What I’ve always loved most about cricket are its mind games. I love seeing the psychology of the sport unfold before your eyes. And the crowd plays its role too. The so-called barmy army of English supporters have been doing their bit to get inside the head of the Aussie players, and especially their captain. Seeing all the exasperation and frustration on his face was a huge delight. He even dropped a catch. Under extreme pressure, when things start to go wrong, the ability to make the right decision can desert the greatest. As undoubtedly the best batsman in the world, I think I can be forgiven for basking in his current misfortune. It was a spectacularly tense and riveting day of cricket
I’ve been watching cricket long enough to be far more realistic than most about our chances tomorrow. We’re exactly halfway to victory, needing another 178 runs with 6 wickets remaining. It sounds easy, said like that, but history is not on our side, and history takes a lot of beating. I know that history doesn’t get made that often. It teases us often with the possibility, but almost always whips it away at the final moment, to leave a reality of disappointment. I expect us to get close but, although I dare to dream, I find it hard to believe that we can pull this one off. There will be a dozen key incidents tomorrow where it could go one way or the other. They all have to align in our direction. We have to be on the right side of every one of those pivotal moments.

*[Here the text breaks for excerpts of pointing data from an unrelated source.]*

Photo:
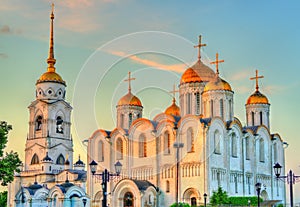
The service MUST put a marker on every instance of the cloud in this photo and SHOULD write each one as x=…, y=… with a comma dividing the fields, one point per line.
x=3, y=55
x=78, y=23
x=74, y=4
x=5, y=29
x=174, y=67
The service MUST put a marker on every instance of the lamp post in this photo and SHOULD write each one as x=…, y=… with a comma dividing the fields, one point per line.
x=177, y=145
x=105, y=175
x=205, y=197
x=258, y=188
x=291, y=179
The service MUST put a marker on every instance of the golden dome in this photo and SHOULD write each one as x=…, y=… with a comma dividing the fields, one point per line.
x=217, y=84
x=257, y=98
x=173, y=109
x=51, y=76
x=204, y=72
x=190, y=76
x=130, y=99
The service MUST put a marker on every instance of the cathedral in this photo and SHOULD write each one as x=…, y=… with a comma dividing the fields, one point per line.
x=49, y=177
x=190, y=150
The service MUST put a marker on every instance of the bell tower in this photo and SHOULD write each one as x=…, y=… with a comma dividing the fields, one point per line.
x=49, y=141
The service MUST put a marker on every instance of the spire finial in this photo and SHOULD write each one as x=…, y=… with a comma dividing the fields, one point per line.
x=174, y=93
x=256, y=78
x=199, y=47
x=216, y=62
x=129, y=81
x=51, y=60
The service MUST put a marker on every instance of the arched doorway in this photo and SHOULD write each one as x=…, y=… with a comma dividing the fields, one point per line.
x=128, y=200
x=193, y=202
x=264, y=195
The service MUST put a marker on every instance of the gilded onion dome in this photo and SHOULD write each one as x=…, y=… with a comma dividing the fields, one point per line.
x=173, y=109
x=257, y=98
x=129, y=99
x=217, y=84
x=51, y=75
x=190, y=76
x=197, y=73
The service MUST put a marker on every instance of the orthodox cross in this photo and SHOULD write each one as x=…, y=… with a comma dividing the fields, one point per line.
x=199, y=47
x=216, y=62
x=174, y=91
x=256, y=78
x=129, y=81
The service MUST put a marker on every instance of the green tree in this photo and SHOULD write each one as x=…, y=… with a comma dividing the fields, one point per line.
x=219, y=197
x=9, y=162
x=3, y=198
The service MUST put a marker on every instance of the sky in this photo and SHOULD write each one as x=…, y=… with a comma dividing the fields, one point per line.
x=98, y=41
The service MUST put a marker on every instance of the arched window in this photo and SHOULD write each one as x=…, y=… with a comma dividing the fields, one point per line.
x=230, y=109
x=190, y=140
x=122, y=121
x=119, y=149
x=222, y=108
x=59, y=125
x=275, y=153
x=211, y=108
x=197, y=103
x=247, y=148
x=204, y=109
x=38, y=123
x=142, y=146
x=193, y=202
x=100, y=151
x=167, y=143
x=260, y=118
x=217, y=141
x=189, y=101
x=60, y=160
x=261, y=150
x=233, y=146
x=35, y=159
x=167, y=186
x=130, y=119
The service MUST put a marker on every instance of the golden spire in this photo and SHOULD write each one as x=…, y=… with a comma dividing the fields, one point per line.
x=174, y=92
x=199, y=47
x=256, y=78
x=216, y=62
x=51, y=60
x=129, y=81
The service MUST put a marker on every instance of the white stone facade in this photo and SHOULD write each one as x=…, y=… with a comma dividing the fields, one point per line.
x=217, y=151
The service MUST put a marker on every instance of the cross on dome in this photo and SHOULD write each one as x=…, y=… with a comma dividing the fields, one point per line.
x=51, y=60
x=216, y=62
x=256, y=79
x=129, y=81
x=199, y=47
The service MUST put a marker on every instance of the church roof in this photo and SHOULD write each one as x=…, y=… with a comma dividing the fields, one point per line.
x=130, y=99
x=217, y=84
x=143, y=184
x=50, y=75
x=257, y=98
x=204, y=73
x=173, y=109
x=47, y=158
x=251, y=128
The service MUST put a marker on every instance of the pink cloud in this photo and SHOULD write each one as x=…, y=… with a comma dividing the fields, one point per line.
x=174, y=67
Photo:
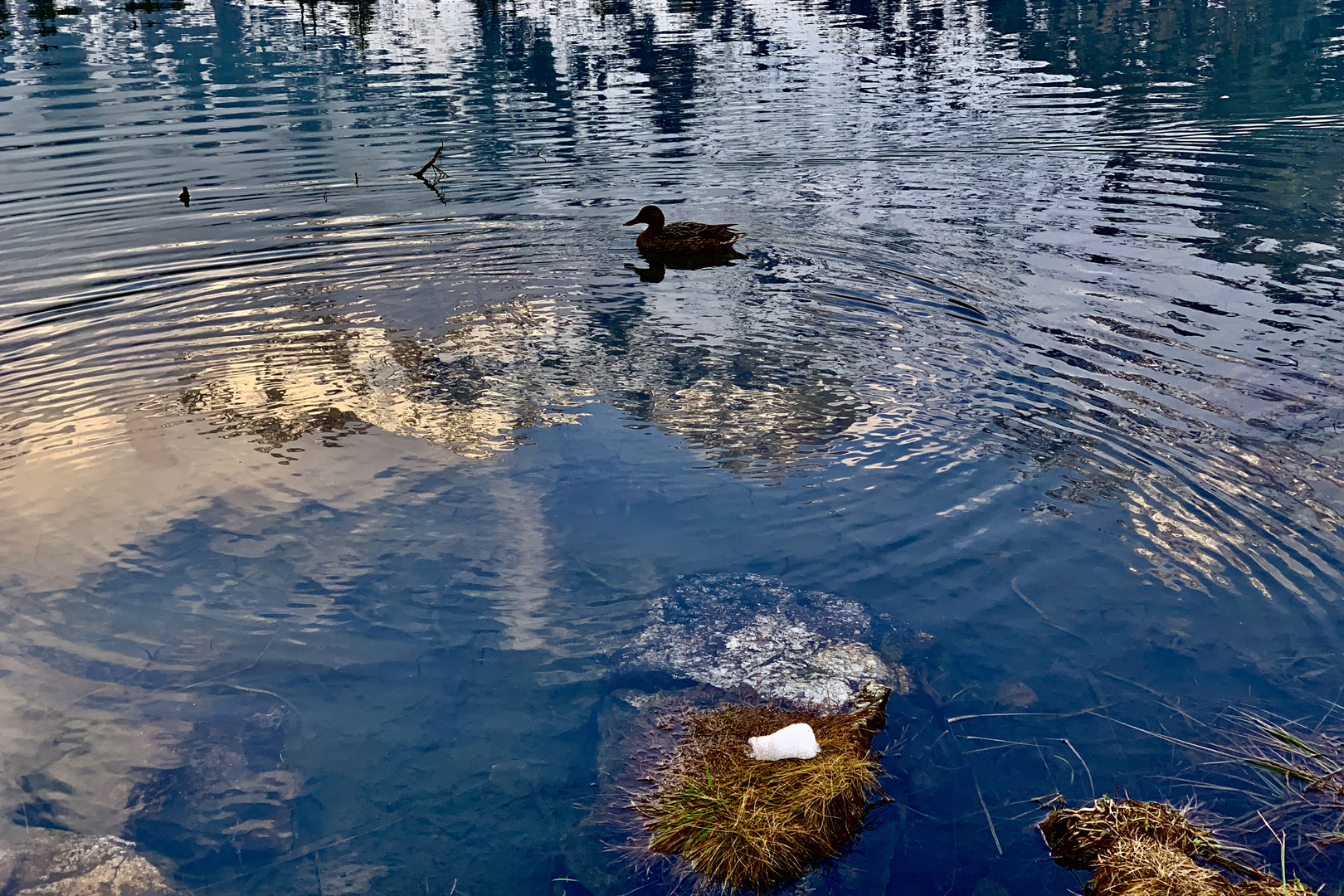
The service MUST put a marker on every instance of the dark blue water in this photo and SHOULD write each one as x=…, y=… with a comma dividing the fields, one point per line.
x=332, y=497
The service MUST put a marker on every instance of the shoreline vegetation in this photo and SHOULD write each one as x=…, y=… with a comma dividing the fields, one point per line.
x=741, y=824
x=1138, y=848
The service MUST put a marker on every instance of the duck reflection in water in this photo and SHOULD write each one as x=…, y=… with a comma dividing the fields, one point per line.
x=659, y=265
x=684, y=245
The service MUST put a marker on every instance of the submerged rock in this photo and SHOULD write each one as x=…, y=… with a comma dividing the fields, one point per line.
x=806, y=648
x=58, y=864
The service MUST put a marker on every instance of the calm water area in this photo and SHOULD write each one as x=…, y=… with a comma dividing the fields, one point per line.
x=332, y=496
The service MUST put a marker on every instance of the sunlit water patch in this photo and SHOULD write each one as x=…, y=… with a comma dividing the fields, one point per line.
x=348, y=489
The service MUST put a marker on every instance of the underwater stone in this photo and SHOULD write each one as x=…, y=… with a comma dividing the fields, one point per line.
x=791, y=742
x=58, y=864
x=728, y=631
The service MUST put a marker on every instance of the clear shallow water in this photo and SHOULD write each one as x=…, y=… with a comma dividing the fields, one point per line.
x=347, y=494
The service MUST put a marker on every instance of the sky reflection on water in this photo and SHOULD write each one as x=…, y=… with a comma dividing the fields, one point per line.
x=1035, y=349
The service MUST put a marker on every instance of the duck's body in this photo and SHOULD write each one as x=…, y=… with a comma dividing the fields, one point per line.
x=682, y=238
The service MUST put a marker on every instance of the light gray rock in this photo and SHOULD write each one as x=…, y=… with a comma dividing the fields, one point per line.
x=806, y=648
x=58, y=864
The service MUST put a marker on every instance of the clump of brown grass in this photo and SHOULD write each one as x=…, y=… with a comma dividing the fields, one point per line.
x=746, y=824
x=1138, y=848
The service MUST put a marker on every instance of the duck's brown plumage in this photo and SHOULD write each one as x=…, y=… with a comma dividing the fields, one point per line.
x=682, y=236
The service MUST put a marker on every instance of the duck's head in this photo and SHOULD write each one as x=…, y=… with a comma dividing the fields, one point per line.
x=650, y=215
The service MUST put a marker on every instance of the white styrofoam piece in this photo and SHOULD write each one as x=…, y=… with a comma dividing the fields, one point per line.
x=791, y=742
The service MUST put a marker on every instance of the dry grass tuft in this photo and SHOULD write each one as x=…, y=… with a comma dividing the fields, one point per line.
x=1149, y=850
x=749, y=825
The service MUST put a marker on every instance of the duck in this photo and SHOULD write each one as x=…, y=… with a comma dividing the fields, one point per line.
x=683, y=236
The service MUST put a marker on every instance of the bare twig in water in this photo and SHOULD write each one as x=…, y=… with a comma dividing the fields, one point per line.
x=992, y=832
x=431, y=164
x=431, y=175
x=1090, y=782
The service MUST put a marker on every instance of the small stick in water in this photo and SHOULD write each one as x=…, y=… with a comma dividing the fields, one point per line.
x=431, y=164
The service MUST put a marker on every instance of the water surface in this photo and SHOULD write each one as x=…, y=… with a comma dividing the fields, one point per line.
x=332, y=494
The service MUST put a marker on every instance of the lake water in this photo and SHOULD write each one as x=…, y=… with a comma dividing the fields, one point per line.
x=332, y=497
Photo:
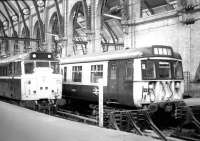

All this goes some way to explain why Ashes cricket is the best sport in the world. Its depth of history. The keenness of the rivalries. The length of time the players are on the field, during the day (and night in this case) and the match and the series. The huge emotional investment in the outcome. To those who understand the game, to those who are partisan, this is massive. I can’t remember anything mattering so much to me in a long while. I want us to win for myself, for the boys, for all my fellow English cricket lovers, for the game itself, for the incredible joy it would bring us all. Win this match and we will have witnessed history being made. Most of all, it will keep the series alive. I’m convinced these are two closely matched teams. I don’t want the series to die with this game. I want it to go down to the wire. If it was the other way around, I’d want Australia to sneak this one, for my love of cricket … well, actually, perhaps not, as it’s Australia. Too much history. I will be setting an early alarm, with vast amounts of hope and just a soupçon of expectation.
The words of Kahlil Gibran come to mind (as they often do) …
“The deeper that sorrow carves into your being, the more joy you can contain.”
Cricket mirrors life.
Let us all make appeal to the cricket gods to give us the right result. I don’t ask for much.